John Markus set his bank card on the counter, eyes locked on the payment screen blinking with those cold, merciless numbers.
The POS machine let out a short beep and spat out a long slip, every line of text slicing into him like a tiny blade.
He pulled the paper free, folded it, shoved it into his shirt pocket. His fingers trembled like he'd just signed a death sentence.
Right below the counter, a cold-storage box was pushed over, stacked with dark green chunks of meat.
John bent down, fingertips brushing the chilled plastic. A pungent, fishy stench shot up his nose and his stomach clenched tight.
"Green goblin meat," the middle-aged vendor chuckled, eyes skimming the pile. "Cheap but effective. Just, uh… nasty to eat."
John didn't answer. He just hooked the straps and hauled forty kilos of it onto his shoulder, veins standing out on his arm.
In his mind, he saw Little Fire curled up with its tail, those burning red eyes waiting every day for food, gnawing over and over on the same tough Flame Bird jerky.
"Poor thing," John mouthed soundlessly, breath locked in his chest.
He moved on and stopped in front of another display case.
Inside wasn't sickly green, but a gleam of silvery gray, each slab of meat shimmering like wind stirred across it.
"Ghostwind, first-rank beast," the clerk at the counter said, half cautious, half admiring. "Instinct tied to wind, crazy speed. Eight hundred bucks a kilo."
John set the goblin meat down, fingertips grazing the Ghostwind cut.
Cold seeped in instantly, like a current of wind brushing over his skin, raising the hairs on his arm.
"Speed needs stamina to back it up," he murmured, then looked the clerk dead in the eye. "Weigh me twenty kilos."
The man froze for a beat, then bent quickly to punch the keys on the scale.
Beep, beep, beep. Each jump of the digits jabbed into John's bank balance like needles.
The knife scraped across the steel board, wet meat smell mixing with a frosty draft, thickening the air around them.

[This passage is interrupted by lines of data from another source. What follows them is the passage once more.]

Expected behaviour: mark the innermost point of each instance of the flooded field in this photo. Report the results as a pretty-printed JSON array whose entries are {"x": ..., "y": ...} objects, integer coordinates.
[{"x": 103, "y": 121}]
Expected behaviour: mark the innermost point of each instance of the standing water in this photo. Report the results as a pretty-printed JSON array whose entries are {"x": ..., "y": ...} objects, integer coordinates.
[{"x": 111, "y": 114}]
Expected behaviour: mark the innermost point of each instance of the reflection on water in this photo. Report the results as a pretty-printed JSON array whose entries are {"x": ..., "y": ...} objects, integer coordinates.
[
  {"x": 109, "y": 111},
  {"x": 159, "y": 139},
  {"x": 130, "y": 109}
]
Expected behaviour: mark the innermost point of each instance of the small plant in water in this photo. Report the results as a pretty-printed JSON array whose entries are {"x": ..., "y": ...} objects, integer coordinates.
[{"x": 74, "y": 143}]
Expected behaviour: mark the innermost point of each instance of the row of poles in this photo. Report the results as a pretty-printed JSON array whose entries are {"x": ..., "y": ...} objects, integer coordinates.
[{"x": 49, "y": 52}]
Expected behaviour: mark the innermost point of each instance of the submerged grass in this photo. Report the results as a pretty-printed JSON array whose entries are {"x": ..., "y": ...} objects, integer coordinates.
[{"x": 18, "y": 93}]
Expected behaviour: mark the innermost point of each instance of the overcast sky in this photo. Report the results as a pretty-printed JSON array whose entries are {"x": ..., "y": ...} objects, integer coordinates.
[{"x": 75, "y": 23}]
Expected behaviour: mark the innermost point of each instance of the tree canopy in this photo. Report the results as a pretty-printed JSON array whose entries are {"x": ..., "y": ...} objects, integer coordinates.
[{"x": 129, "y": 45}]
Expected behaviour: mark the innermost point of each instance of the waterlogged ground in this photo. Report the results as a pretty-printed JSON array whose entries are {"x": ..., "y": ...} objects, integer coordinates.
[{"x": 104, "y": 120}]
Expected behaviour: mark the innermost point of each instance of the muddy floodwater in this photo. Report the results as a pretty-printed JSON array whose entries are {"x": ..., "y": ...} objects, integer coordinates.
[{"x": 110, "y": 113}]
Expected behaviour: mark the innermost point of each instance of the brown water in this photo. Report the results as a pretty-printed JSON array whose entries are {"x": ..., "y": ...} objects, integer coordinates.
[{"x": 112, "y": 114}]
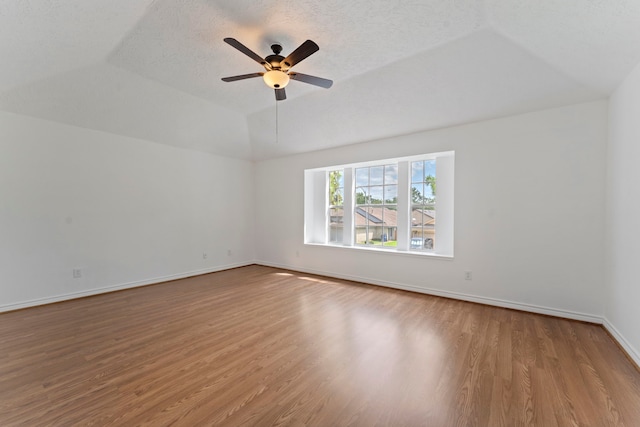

John stood with arms folded, eyes never leaving the silver-wrapped packages, like he was staring at a gamble he knew he couldn't walk back from.
When the last bundle was loaded into the box, the clerk asked carefully, "You sure? That's no small sum."
John didn't flinch. He just lifted the box and said flatly, "Sure."
His voice was dry, but his eyes burned like a man betting his life.
He kept going, deeper into the spiritual goods section.
Here, white lights reflected off the glass cases, turning everything hazy and unreal.
No stink of blood, just a faint resin scent mixed with new metal, cold and orderly.
A woman in a black suit stepped out, smile polished and professional. "Welcome. What can I get you?"
John cut straight to it. "Beast bag. The most basic kind."
Her brow arched slightly. She bent down, unlocked the lower case, and brought out a gray leather pouch. Silver spiral patterns gleamed under the lights.
John picked it up.
The moment he touched it, a chill slipped into his skin, light but sharp enough to make his palm twitch like it'd been pricked.
"Stable inner space," the clerk explained. "Suitable for early-stage battle beasts. Just a drop of the owner's blood to activate."
John stayed quiet, fingers tracing the silver embroidery like it was the edge of a wager.
"Ten thousand dollars," she added, smile still solid as iron.
"Run it."
The card reader beeped again. This time the number on the screen made John shut his eyes for a brief second.
In his pocket, the bank card was down to just four grand. Barely a final breath for someone living on the edge.
He folded the receipt, tucked it into his wallet, gathered everything.
Two boxes of meat, one beast bag. Forty thousand dollars total. Almost every cent he'd scraped together from odd jobs and sleepless nights grinding.
He walked out, shoes clicking dry against the polished tiles.
Daylight spilled in through the doorway, blinding and hollow, flashing silver across the cold-storage box. The sudden brightness washed over the polished floor and bounced off the metal edges, so sharp it made John's eyes ache. For a second, he just stood there in the threshold, half in shadow, half in that glaring sun. The contrast felt brutal, like the whole world outside was too bright, too loud, too fast, waiting to swallow him the moment he stepped out. The silver gleam on the box wasn't just a reflection—it shimmered like a warning, like every dollar he'd thrown down was carved into those icy surfaces, daring him to carry the weight without faltering.
John paused, head lowered, staring at his hands.
One gripped the weight of green goblin and Ghostwind meat, stink and chill tangled together.
The other clenched the beast bag, its silver spirals catching sunlight and sparking in his eyes.
He saw Little Fire again, red eyes waiting, tired of the same tough Flame Bird scraps.
John pressed his lips tight, chest heavy, and swore inside:
"This time, you'll eat well."
Outside, the streets roared with traffic, horns blaring into the wind, sweeping away the last of his hesitation.
John tightened his hold on the beast bag. The silver stitches shone like fire under the noon sun.